When it comes to corporate structure, SAP is currently moving away from their module based systems to a more solutions based company approach. This will allow them to more accurately tailor SAP’s company processes to its customer’s needs. This will also allow SAP to develop a more integrated and optimized training path for both its users and program teams.
But what does this all mean?
First, it allows SAP to better accommodate recruited candidates with the appropriate training and subsequent job roles. Whereas the candidate who may have had difficulty pinpointing the exact right module designations for his or her former experiences, the new solutions based approach makes it clear what functions are entailed in which job. The candidate who had purchasing process experience previously could have been put into a position with Inventory Management (MM), Accounts Receivable (FI), and Profitability Analysis (CO), without having experience in any of these areas. This former process would have left that candidate in a less than ideal situation and would have under-prepared for the position and SAP users under-served.

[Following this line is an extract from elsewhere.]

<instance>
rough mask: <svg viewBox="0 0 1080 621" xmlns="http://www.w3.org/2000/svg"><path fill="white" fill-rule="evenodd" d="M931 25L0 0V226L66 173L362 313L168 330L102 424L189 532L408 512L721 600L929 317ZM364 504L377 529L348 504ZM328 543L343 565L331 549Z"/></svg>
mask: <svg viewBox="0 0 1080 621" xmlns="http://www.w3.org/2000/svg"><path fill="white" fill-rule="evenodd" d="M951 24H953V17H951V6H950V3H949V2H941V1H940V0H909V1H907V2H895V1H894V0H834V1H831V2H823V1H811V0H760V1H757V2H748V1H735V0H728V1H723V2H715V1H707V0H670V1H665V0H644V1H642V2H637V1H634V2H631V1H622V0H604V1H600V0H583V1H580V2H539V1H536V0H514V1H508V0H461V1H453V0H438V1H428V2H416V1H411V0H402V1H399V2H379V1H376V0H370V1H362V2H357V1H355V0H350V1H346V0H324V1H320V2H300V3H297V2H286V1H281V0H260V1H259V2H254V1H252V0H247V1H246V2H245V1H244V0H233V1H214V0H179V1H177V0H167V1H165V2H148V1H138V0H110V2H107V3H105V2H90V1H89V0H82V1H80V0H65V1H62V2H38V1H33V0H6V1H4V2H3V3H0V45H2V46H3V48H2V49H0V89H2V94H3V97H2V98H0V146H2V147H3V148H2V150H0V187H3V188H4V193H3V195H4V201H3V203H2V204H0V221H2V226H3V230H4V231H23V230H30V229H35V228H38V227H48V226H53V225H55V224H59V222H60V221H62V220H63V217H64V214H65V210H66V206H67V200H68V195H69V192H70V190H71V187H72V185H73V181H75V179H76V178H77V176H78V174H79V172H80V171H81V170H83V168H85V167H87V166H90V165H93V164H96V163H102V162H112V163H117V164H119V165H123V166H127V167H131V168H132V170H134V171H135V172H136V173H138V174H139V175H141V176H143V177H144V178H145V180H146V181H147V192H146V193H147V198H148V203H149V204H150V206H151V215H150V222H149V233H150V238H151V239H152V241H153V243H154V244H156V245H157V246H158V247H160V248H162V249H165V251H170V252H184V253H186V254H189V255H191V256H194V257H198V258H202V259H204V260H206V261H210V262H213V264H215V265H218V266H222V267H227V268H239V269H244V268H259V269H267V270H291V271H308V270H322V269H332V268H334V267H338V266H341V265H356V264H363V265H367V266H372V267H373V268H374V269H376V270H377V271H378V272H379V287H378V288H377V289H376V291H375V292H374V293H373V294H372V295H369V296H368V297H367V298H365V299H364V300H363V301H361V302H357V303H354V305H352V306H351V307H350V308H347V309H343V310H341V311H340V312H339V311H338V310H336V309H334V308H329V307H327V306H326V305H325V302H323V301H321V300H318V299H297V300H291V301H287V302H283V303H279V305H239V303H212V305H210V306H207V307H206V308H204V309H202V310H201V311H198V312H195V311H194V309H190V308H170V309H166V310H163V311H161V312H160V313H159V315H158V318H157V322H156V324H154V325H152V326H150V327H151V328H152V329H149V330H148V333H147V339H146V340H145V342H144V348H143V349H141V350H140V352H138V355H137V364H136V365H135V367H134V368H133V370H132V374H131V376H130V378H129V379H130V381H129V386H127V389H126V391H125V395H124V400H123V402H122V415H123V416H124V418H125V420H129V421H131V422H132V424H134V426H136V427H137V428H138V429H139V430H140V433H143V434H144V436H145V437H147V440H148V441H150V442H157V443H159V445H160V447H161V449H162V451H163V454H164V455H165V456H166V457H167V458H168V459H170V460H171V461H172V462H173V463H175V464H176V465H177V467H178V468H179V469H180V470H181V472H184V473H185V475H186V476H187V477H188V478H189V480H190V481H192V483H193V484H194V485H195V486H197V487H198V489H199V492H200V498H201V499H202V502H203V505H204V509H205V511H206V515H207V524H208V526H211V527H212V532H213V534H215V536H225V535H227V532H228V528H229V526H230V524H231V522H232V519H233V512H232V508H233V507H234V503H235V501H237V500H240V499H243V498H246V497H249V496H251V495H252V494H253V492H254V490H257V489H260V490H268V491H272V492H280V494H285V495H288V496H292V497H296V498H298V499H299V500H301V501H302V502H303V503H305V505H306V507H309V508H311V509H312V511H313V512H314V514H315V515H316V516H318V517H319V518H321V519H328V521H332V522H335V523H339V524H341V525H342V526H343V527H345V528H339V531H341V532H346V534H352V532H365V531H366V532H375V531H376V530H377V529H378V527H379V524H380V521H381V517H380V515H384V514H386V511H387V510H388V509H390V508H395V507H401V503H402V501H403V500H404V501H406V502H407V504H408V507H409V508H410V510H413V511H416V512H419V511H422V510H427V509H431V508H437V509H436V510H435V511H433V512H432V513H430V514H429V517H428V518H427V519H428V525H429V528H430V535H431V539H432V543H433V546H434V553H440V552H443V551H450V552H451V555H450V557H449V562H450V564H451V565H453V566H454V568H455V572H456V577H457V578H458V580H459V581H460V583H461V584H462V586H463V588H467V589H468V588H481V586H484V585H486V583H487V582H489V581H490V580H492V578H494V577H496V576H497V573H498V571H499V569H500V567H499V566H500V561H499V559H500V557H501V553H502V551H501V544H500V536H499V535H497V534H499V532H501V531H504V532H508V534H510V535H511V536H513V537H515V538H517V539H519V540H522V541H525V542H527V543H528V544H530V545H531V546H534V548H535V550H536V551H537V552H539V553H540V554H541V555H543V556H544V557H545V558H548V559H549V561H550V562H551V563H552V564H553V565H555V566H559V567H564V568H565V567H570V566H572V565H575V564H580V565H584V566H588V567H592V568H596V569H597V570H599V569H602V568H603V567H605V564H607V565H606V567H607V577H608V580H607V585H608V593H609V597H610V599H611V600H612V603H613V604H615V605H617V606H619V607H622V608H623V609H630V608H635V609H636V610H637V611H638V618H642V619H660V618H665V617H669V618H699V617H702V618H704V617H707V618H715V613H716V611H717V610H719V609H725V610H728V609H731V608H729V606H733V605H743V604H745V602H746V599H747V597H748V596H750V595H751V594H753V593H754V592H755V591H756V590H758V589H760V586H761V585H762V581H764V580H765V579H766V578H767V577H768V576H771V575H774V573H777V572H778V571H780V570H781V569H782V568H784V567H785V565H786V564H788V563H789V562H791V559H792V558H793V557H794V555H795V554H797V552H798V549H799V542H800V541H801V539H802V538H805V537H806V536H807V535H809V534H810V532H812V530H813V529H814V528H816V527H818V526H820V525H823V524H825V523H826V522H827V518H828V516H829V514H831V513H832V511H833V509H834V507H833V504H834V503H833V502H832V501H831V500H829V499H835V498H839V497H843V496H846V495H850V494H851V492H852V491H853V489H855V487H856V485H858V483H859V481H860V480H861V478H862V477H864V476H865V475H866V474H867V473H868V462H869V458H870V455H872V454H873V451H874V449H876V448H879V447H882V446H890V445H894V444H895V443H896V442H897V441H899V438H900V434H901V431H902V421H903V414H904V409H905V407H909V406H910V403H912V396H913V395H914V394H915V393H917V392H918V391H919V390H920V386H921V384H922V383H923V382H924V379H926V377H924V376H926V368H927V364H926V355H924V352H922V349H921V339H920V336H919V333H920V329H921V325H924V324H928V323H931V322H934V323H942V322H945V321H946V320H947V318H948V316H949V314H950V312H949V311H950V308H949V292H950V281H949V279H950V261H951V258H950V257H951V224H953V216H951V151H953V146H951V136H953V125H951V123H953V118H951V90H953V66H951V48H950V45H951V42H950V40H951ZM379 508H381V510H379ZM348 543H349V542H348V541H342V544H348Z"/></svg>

The new solutions-based approach allows SAP to better serve its customers and its employees. As you can see from the SAP website, the new solutions tab breaks down the components of businesses into the most easily identifiable categories.
ñ Human Resources
ñ Customer Relationship Management
ñ Supplier Relationship Management
ñ Product Lifescycle Management
ñ Supply Chain Management
ñ Business Intelligence
With these new categories, SAP believes individuals can identify the best solutions for their needs, and SAP can better serve them.
However, for those who more easily associate with the modules structure, we have identified what they previously entailed:
FI or Financial Accounting: Used for your general bookkeeping and accounting matters such as accounts receivable and payable, taxes, consolidation, book closes, and both general and special ledgers.
CO or Controlling: Used for your internal cost or management accounting such as cost elements, cost and profit centers, internal orders, and activity based or product costing.
AM or Asset Management: Used to help you track, value and depreciate your assets through purchasing, sales, and general depreciation.
PS or Project systems: This module would help you manage your project processes from making orders to third party billing and even included necessary plant shut downs.
HR or Human Resources: This module is generally self explanatory and included things like payroll, training manuals, tracking employee history and planning, and even tips on career management.
PM or Plant Maintenance: Used to aid with all the facets of plant maintenance such as labor, materials, and what to do in the event of down time or outages.
MM or Materials Management: Used for anything related to materials care all the way from receipt of master raw materials, managing inventory, BOMs, purchase orders and requisitions, all the way to finished goods.
QM or Quality Management: This module was dedicated to improvement, taking you through the process of planning to execution to inspection and certification.
PP or Production Planning: This module focused on the flow between each step of the production process, and was devoted to maximizing one’s potential with regards to capacity, materials, and production on the shop floor.
SD or Sales and Distribution: Where production meets the customer, this module took you through from order to delivery, improving everything from pricing orders to packing and shipping the orders.
CA or Cross Application: Bridging the gap between modules, CA helped smooth transitions with areas like workflow, business information warehousing, internal office affairs, and overall industry solutions. It also helped introduce New Dimension products, helping identify how they could help businesses improve.